I changed the files posted on my web site to allow redistribution under the MIT license. Feel free to move the terms back to the top of the file if you prefer; I like being able to see the source code when I open a file instead of a license, but I know I'm in the minority.

Well the scaling issue I was thinking of would be for /a{10000}/ and things like it. You said its not necessary to unroll such a construct but im not really seeing how.

I don't remember saying that. If I did, I misspoke. In general, you can't do any better than to unroll the repetition: a{10000} is going to result in a 10000-state NFA.

Anyway, im still thinking of how to tackle Perls mixed utf8/byte-sequence encoding in a reasonably way. Probably by converting high bit non utf8 to utf8 and then treating the ut8 as a byte stream. This would also facilitate case-insensitive matches. And BTW unless I have misread the Plan-9 engine didnt seem to have very comprehensive unicode matching support, I wouldnt use it as a basis for discussing unicode regex matching, as it doesnt seem to support any of the hairy cases.
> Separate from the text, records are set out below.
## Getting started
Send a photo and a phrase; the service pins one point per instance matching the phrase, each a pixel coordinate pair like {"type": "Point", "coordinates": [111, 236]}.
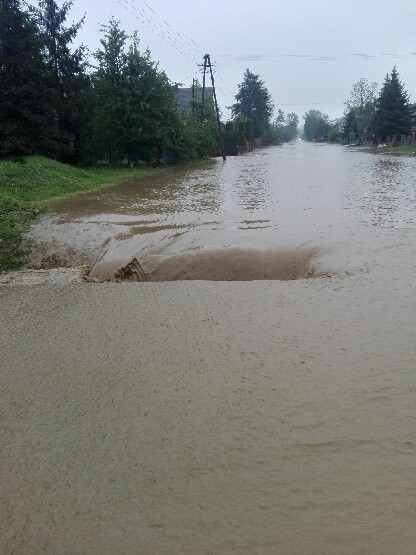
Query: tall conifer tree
{"type": "Point", "coordinates": [67, 79]}
{"type": "Point", "coordinates": [392, 116]}
{"type": "Point", "coordinates": [24, 98]}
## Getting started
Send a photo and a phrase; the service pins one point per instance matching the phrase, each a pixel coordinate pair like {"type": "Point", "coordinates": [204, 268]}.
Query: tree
{"type": "Point", "coordinates": [24, 99]}
{"type": "Point", "coordinates": [67, 80]}
{"type": "Point", "coordinates": [136, 115]}
{"type": "Point", "coordinates": [110, 92]}
{"type": "Point", "coordinates": [291, 127]}
{"type": "Point", "coordinates": [360, 110]}
{"type": "Point", "coordinates": [315, 126]}
{"type": "Point", "coordinates": [254, 103]}
{"type": "Point", "coordinates": [392, 114]}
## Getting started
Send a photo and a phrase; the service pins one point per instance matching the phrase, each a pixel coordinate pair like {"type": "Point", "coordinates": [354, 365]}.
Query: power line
{"type": "Point", "coordinates": [315, 57]}
{"type": "Point", "coordinates": [159, 23]}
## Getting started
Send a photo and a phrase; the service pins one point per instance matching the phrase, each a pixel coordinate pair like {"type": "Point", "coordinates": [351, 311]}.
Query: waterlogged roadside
{"type": "Point", "coordinates": [26, 190]}
{"type": "Point", "coordinates": [218, 417]}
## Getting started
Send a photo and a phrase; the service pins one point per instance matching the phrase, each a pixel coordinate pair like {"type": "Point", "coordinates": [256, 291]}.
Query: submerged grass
{"type": "Point", "coordinates": [26, 188]}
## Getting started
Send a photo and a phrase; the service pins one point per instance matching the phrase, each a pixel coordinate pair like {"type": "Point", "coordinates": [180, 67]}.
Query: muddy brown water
{"type": "Point", "coordinates": [219, 416]}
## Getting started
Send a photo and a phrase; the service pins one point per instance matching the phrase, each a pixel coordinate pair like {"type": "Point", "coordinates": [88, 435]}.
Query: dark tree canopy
{"type": "Point", "coordinates": [24, 98]}
{"type": "Point", "coordinates": [66, 78]}
{"type": "Point", "coordinates": [392, 115]}
{"type": "Point", "coordinates": [315, 126]}
{"type": "Point", "coordinates": [254, 103]}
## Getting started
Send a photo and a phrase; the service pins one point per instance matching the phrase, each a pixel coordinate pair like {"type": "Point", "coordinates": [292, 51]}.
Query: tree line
{"type": "Point", "coordinates": [121, 107]}
{"type": "Point", "coordinates": [369, 117]}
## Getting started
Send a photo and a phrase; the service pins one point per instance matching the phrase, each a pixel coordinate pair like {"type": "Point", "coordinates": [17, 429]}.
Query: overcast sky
{"type": "Point", "coordinates": [308, 52]}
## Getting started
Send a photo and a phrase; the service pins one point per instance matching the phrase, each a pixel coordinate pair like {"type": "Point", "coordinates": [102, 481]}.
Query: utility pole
{"type": "Point", "coordinates": [207, 64]}
{"type": "Point", "coordinates": [193, 97]}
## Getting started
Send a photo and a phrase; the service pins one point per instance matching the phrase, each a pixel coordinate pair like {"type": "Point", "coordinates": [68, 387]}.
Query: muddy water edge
{"type": "Point", "coordinates": [218, 416]}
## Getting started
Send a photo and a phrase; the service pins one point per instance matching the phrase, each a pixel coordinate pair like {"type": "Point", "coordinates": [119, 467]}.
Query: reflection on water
{"type": "Point", "coordinates": [387, 194]}
{"type": "Point", "coordinates": [275, 198]}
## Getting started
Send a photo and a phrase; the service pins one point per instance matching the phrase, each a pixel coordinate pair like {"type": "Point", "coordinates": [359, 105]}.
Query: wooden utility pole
{"type": "Point", "coordinates": [207, 64]}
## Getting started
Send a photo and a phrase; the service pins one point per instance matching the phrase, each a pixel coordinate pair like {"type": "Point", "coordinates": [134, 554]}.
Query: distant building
{"type": "Point", "coordinates": [184, 97]}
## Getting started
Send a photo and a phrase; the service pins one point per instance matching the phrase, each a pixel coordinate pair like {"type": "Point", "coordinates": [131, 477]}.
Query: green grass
{"type": "Point", "coordinates": [26, 188]}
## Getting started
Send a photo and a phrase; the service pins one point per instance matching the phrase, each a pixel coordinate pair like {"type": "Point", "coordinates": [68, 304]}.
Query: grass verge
{"type": "Point", "coordinates": [25, 189]}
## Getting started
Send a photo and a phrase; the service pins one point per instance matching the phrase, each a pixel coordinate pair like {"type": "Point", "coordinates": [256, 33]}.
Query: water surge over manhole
{"type": "Point", "coordinates": [225, 265]}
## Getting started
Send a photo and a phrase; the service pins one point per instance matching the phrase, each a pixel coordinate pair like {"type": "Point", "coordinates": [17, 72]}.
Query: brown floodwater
{"type": "Point", "coordinates": [267, 406]}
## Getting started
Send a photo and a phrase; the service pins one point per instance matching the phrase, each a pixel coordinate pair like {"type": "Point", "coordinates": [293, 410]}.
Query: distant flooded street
{"type": "Point", "coordinates": [235, 416]}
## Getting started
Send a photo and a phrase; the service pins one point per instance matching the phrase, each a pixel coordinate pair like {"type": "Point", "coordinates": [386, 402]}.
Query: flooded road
{"type": "Point", "coordinates": [310, 197]}
{"type": "Point", "coordinates": [220, 417]}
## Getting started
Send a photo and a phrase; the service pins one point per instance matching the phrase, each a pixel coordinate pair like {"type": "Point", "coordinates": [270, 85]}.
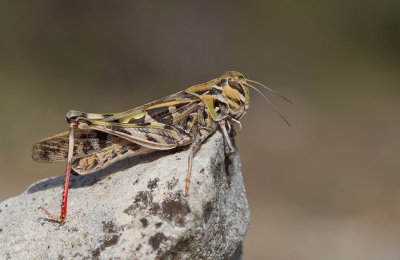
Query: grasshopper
{"type": "Point", "coordinates": [187, 118]}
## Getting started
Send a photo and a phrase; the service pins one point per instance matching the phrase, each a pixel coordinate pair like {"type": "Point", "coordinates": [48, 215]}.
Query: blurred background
{"type": "Point", "coordinates": [326, 188]}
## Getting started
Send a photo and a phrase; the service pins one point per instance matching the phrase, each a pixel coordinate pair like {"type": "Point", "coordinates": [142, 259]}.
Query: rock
{"type": "Point", "coordinates": [135, 209]}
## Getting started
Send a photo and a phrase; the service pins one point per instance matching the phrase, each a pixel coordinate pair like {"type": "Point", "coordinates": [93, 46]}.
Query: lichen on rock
{"type": "Point", "coordinates": [135, 210]}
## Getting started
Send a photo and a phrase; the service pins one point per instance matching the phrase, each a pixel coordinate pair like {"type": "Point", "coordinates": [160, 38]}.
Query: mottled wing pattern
{"type": "Point", "coordinates": [100, 160]}
{"type": "Point", "coordinates": [168, 110]}
{"type": "Point", "coordinates": [55, 148]}
{"type": "Point", "coordinates": [150, 125]}
{"type": "Point", "coordinates": [152, 135]}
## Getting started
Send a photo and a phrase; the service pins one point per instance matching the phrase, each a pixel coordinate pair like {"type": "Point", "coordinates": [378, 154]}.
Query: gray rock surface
{"type": "Point", "coordinates": [135, 210]}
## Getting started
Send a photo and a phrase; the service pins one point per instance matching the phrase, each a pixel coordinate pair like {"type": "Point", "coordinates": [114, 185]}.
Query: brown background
{"type": "Point", "coordinates": [326, 188]}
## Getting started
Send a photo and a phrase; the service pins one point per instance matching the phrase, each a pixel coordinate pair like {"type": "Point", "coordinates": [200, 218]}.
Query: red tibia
{"type": "Point", "coordinates": [63, 215]}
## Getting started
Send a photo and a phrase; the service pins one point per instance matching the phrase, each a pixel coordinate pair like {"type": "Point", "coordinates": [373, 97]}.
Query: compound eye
{"type": "Point", "coordinates": [233, 82]}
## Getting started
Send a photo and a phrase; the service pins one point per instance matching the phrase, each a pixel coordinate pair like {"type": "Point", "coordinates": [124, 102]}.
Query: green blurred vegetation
{"type": "Point", "coordinates": [327, 188]}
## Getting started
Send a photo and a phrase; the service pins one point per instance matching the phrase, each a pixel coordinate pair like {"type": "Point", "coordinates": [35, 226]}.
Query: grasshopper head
{"type": "Point", "coordinates": [235, 92]}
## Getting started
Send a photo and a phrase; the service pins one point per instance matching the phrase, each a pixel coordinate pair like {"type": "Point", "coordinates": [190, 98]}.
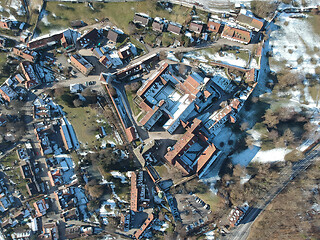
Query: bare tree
{"type": "Point", "coordinates": [288, 136]}
{"type": "Point", "coordinates": [244, 126]}
{"type": "Point", "coordinates": [270, 119]}
{"type": "Point", "coordinates": [249, 141]}
{"type": "Point", "coordinates": [59, 91]}
{"type": "Point", "coordinates": [77, 103]}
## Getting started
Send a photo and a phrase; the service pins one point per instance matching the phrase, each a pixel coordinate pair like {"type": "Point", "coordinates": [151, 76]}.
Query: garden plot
{"type": "Point", "coordinates": [233, 58]}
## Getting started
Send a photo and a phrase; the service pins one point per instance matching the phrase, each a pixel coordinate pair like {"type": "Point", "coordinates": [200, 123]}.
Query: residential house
{"type": "Point", "coordinates": [142, 19]}
{"type": "Point", "coordinates": [106, 61]}
{"type": "Point", "coordinates": [168, 98]}
{"type": "Point", "coordinates": [113, 35]}
{"type": "Point", "coordinates": [26, 235]}
{"type": "Point", "coordinates": [26, 170]}
{"type": "Point", "coordinates": [236, 215]}
{"type": "Point", "coordinates": [250, 22]}
{"type": "Point", "coordinates": [49, 231]}
{"type": "Point", "coordinates": [3, 42]}
{"type": "Point", "coordinates": [32, 188]}
{"type": "Point", "coordinates": [175, 28]}
{"type": "Point", "coordinates": [72, 232]}
{"type": "Point", "coordinates": [81, 64]}
{"type": "Point", "coordinates": [196, 26]}
{"type": "Point", "coordinates": [42, 42]}
{"type": "Point", "coordinates": [91, 37]}
{"type": "Point", "coordinates": [158, 25]}
{"type": "Point", "coordinates": [193, 153]}
{"type": "Point", "coordinates": [236, 34]}
{"type": "Point", "coordinates": [5, 23]}
{"type": "Point", "coordinates": [127, 51]}
{"type": "Point", "coordinates": [3, 121]}
{"type": "Point", "coordinates": [32, 79]}
{"type": "Point", "coordinates": [25, 54]}
{"type": "Point", "coordinates": [69, 39]}
{"type": "Point", "coordinates": [5, 202]}
{"type": "Point", "coordinates": [77, 23]}
{"type": "Point", "coordinates": [41, 206]}
{"type": "Point", "coordinates": [8, 93]}
{"type": "Point", "coordinates": [214, 26]}
{"type": "Point", "coordinates": [65, 198]}
{"type": "Point", "coordinates": [139, 196]}
{"type": "Point", "coordinates": [72, 214]}
{"type": "Point", "coordinates": [147, 224]}
{"type": "Point", "coordinates": [19, 78]}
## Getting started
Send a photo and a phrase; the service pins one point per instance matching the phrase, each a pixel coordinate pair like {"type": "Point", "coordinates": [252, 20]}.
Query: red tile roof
{"type": "Point", "coordinates": [205, 157]}
{"type": "Point", "coordinates": [138, 234]}
{"type": "Point", "coordinates": [214, 26]}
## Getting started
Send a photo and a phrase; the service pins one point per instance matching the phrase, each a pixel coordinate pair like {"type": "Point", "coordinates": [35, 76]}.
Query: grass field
{"type": "Point", "coordinates": [14, 173]}
{"type": "Point", "coordinates": [84, 121]}
{"type": "Point", "coordinates": [60, 14]}
{"type": "Point", "coordinates": [134, 108]}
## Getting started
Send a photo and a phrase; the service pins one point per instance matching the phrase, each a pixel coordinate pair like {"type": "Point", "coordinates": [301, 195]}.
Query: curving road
{"type": "Point", "coordinates": [241, 232]}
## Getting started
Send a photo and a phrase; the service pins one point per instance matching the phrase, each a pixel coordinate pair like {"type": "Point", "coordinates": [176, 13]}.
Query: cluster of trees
{"type": "Point", "coordinates": [133, 87]}
{"type": "Point", "coordinates": [284, 127]}
{"type": "Point", "coordinates": [95, 189]}
{"type": "Point", "coordinates": [291, 212]}
{"type": "Point", "coordinates": [262, 177]}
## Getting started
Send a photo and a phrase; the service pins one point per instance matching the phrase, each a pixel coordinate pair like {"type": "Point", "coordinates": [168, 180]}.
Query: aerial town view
{"type": "Point", "coordinates": [160, 119]}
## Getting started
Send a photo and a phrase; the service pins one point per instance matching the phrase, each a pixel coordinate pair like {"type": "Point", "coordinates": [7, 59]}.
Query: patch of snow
{"type": "Point", "coordinates": [245, 179]}
{"type": "Point", "coordinates": [117, 174]}
{"type": "Point", "coordinates": [244, 158]}
{"type": "Point", "coordinates": [172, 57]}
{"type": "Point", "coordinates": [316, 207]}
{"type": "Point", "coordinates": [195, 56]}
{"type": "Point", "coordinates": [17, 5]}
{"type": "Point", "coordinates": [292, 41]}
{"type": "Point", "coordinates": [273, 155]}
{"type": "Point", "coordinates": [210, 235]}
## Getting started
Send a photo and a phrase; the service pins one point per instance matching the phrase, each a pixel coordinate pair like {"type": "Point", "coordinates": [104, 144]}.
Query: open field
{"type": "Point", "coordinates": [60, 14]}
{"type": "Point", "coordinates": [134, 108]}
{"type": "Point", "coordinates": [296, 211]}
{"type": "Point", "coordinates": [86, 121]}
{"type": "Point", "coordinates": [14, 173]}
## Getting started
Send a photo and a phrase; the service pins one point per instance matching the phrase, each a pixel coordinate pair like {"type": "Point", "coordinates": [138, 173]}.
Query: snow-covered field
{"type": "Point", "coordinates": [294, 42]}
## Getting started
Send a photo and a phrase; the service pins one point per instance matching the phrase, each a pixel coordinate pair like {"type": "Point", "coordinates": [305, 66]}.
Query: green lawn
{"type": "Point", "coordinates": [60, 14]}
{"type": "Point", "coordinates": [84, 122]}
{"type": "Point", "coordinates": [9, 160]}
{"type": "Point", "coordinates": [14, 174]}
{"type": "Point", "coordinates": [140, 47]}
{"type": "Point", "coordinates": [134, 108]}
{"type": "Point", "coordinates": [211, 199]}
{"type": "Point", "coordinates": [162, 170]}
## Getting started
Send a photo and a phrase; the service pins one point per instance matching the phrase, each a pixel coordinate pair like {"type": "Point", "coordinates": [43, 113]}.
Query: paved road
{"type": "Point", "coordinates": [242, 231]}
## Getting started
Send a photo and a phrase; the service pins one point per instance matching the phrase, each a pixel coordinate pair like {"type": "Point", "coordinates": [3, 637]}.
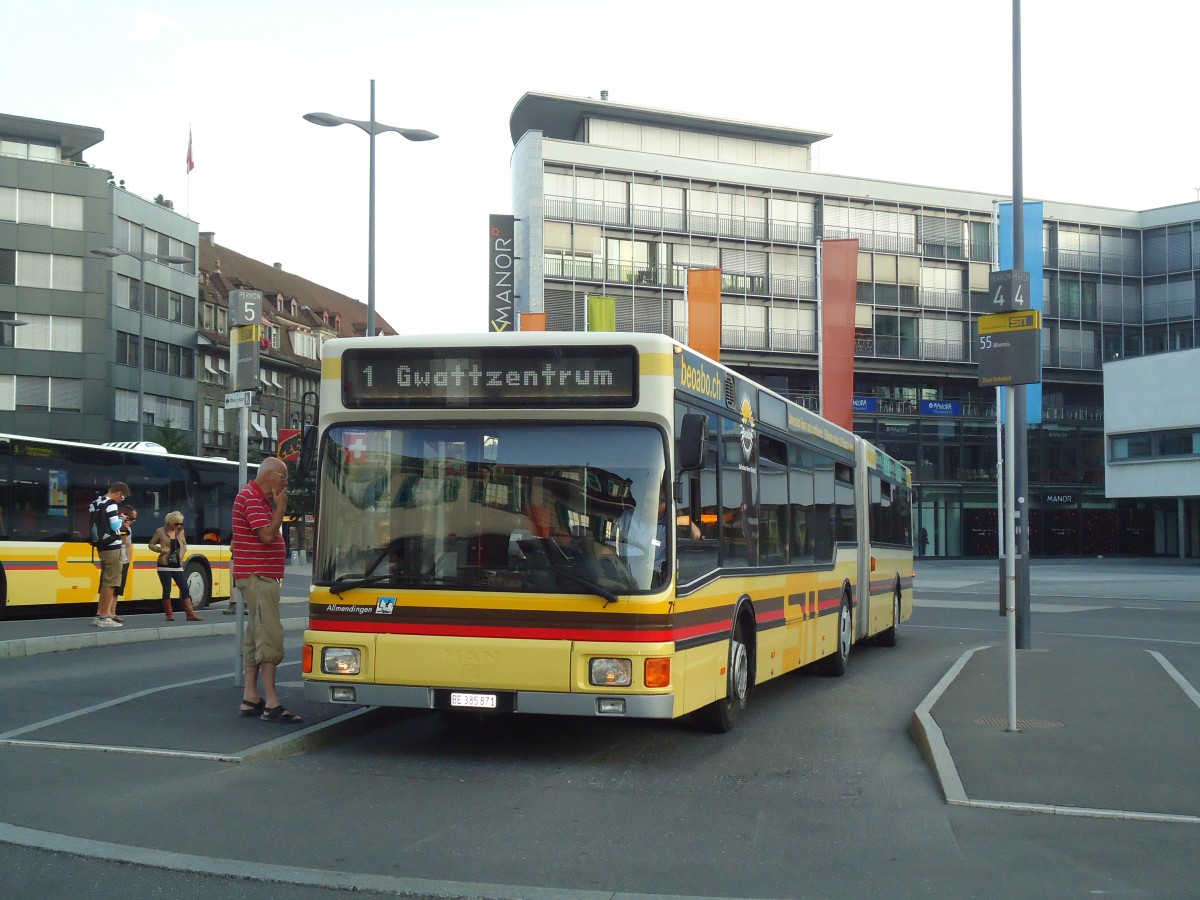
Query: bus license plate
{"type": "Point", "coordinates": [477, 701]}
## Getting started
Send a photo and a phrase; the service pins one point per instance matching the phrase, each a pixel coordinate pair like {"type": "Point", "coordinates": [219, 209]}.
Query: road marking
{"type": "Point", "coordinates": [1176, 677]}
{"type": "Point", "coordinates": [994, 605]}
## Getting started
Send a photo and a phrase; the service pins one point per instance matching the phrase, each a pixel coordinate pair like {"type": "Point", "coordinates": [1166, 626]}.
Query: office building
{"type": "Point", "coordinates": [619, 202]}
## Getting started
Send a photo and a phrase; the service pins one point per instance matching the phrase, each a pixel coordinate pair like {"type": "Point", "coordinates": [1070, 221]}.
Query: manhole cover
{"type": "Point", "coordinates": [1000, 721]}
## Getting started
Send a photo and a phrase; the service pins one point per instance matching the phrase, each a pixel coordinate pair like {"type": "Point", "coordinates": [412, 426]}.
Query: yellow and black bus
{"type": "Point", "coordinates": [587, 525]}
{"type": "Point", "coordinates": [46, 486]}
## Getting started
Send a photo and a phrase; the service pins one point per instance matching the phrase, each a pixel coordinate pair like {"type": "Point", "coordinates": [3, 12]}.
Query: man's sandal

Unicode matching is /not/ as simple as saying "ok we have a huge character set now", it also means dealing with combining characters and rules like those required for characters like german-sharp-ess, or greek-sigma.

I mentioned the Plan 9 regexp library in connection with Unicode mainly because it was the first to support Unicode and UTF-8, and because it does so fairly simply. True, it does not implement things like german-sharp-ess rules. You could easily change the loop in regexec.c to take the next UTF-8 sequence if one is there or else take a single byte, if that's what Perl does. I don't know what Perl's semantics here are.

Anyway, here is a modified match routine for dfa1.c that does floating matches.

It is not possible to find the boundaries of an unanchored match in a single pass with a fixed amount of storage (like, say, a single start pointer and a state pointer). If the underlying NFA has m states, then in general you need to track m possible start pointers. If the code you posted searches for aaab in the text aaaab, it will not find a match: it will read the aaaa and then start over at b.

Oh, and a little nit, you can't portably use 'char' to index an array of 256 elements. On some platforms char is signed, you need to explicitly use unsigned char when doing such an indexing.

True, but you can portably index into it if you use char & 0xFF, which is what the code does.